Discussion in 'Grilling Pork' started by vayank5150, Dec 27, 2015.

  1. vayank5150

    vayank5150 Meat Mopper

    When smoking ribs at 225 degf, my ribs are falling apart at the 4 hour mark. Based on what I have seen on TV, ribs should NOT fall off the bone, but rather have a slight tug to them. What might I be doing wrong?
  2. bearcarver

    bearcarver Smoking Guru OTBS Member

    A lot depends on how much meat is on the ribs.

    At about 225°:

    I have found an untrimmed set of Spares takes about 5 1/2 to 6 hours total.

    St Louis cut Spares or meaty Baby Backs 4 1/2 to 5 hours total.

    Baby Backs (not to meaty) 4 to 4 1/2 hours total.

    Last edited: Dec 27, 2015
  3. slipaway

    slipaway Meat Mopper

    Since you title your thread "2 2 1" I presume you are foiling. (That would be the middle "2").

    Try not foiling at all and check after 4 hours; 4 1/2 hours, etc. etc.. Try just foiling for 1 hour and then put back on the smoke until it is "tugging".

    Also, see Bears words above - not all ribs are built the same.

    After several tries with different cuts of meat and different methods (3-2-1, 2-2-1, etc.) you will find the one you like the best.

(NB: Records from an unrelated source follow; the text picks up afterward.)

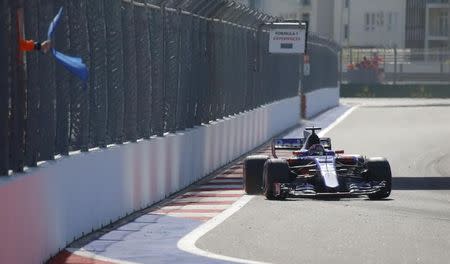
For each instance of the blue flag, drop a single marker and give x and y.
(74, 64)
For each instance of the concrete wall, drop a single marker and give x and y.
(381, 35)
(318, 101)
(46, 208)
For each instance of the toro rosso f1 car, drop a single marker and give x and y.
(311, 168)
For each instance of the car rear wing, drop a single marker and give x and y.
(295, 144)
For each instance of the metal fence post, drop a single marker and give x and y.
(5, 22)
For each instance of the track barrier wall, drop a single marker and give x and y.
(320, 88)
(51, 205)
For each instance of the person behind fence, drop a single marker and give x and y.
(31, 45)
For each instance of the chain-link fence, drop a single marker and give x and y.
(155, 67)
(393, 65)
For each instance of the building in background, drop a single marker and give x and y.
(368, 23)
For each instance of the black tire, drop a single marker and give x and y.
(253, 173)
(275, 171)
(378, 169)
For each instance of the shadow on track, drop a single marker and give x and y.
(421, 183)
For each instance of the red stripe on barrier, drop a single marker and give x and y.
(217, 189)
(228, 178)
(222, 183)
(202, 203)
(66, 257)
(211, 195)
(188, 211)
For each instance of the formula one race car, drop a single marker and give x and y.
(311, 168)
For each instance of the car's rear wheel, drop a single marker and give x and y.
(378, 169)
(275, 171)
(253, 173)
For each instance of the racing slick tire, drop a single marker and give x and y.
(275, 171)
(253, 173)
(378, 169)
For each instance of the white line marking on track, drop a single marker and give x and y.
(187, 243)
(339, 120)
(92, 256)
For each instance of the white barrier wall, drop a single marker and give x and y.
(48, 207)
(316, 102)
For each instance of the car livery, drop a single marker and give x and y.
(311, 168)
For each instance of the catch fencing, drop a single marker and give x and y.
(155, 67)
(323, 64)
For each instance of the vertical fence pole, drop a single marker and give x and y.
(5, 22)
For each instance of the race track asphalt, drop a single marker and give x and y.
(413, 226)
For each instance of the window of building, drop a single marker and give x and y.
(305, 16)
(389, 22)
(443, 23)
(346, 31)
(380, 19)
(372, 22)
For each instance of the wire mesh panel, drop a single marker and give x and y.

    Then it's just - have fun!!!
  4. lamar

    lamar Smoking Fanatic SMF Premier Member

    By being done in that short time, are you sure about the temp of your CC? If going by the factory thermometer, it is usually off quiet a bit.

    Good luck

  5. vayank5150

    vayank5150 Meat Mopper

    Thank you all for the responses.  I am using a digital thermometer on my smoker, so I assume the temp is correct.  These were St.Louis style ribs bought at Costco, so I may just try 1.5-1.5-1 next time?
  6. joe black

    joe black Master of the Pit OTBS Member

    Along with a lot of other folks, I don't foil ribs. I mostly cook baby loin back ribs. They are baby backs with a portion of the loin left on. I also buy them at Costco and as an additional feature, the membrane is already removed. I smoke them at 260-275* naked for about 3 to 3-1/2 hours and have a good bend. Then, I will sauce/glaze them for 30 minutes and they turn out great great with a slight tug. Try this sometime, I hope you like it.

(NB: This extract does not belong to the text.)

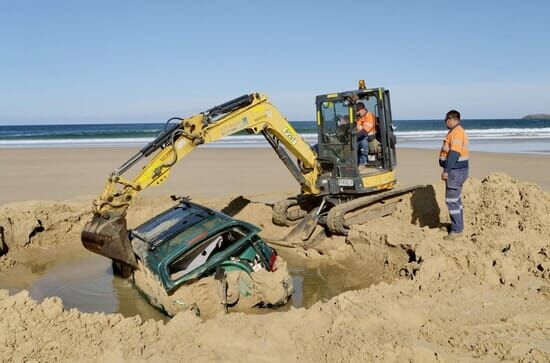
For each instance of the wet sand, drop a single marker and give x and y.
(56, 174)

    Wrapping ribs in foil will usually result in a FOTB and mushy rib, no matter how long it is done. The foil will hold too much moisture in.

    Good luck and keep on smokin', Joe
  7. bearcarver

    bearcarver Smoking Guru OTBS Member

    That would be a good chance plan.

    Or you can go the way Joe suggested.

    I personally have often had to add time to my second step (In Foil) to get Fall off the bone.

  8. smokinal

    smokinal Smoking Guru Staff Member Moderator OTBS Member ★ Lifetime Premier ★

    If you have a instant read therm like a thermapen, use it between the ribs before you foil. Then judge your foil time from that temp. You want a finish IT of 195 between the bones.

    It's close to fall off the bone tender, but you still get a little pull. Hope this helps.

  9. dirtsailor2003

    dirtsailor2003 Smoking Guru OTBS Member

    Keep in mind that the times are just guilines. That said the braising (foil step) will break the ribs down more ham most think. I prefer to run my ribs naked, no foil. Baby backs take anywhere (250 pit temp) from 4-5 1/2 hours. Spares and beef ribs take 5-6.

    When looking for doneness I look for pull back on the bones and most importantly the bend test. Pick up the rack about a third of the way through with tongs and lift. If the rack bends 90 degrees or almost 90 degrees you are done. I'll start checking around hour 4, then every 15-20 minutes after that.
  10. westby

    westby Smoking Fanatic

    What kind of digital thermometer are you using?  It isn't a digital readout on the smoker is it?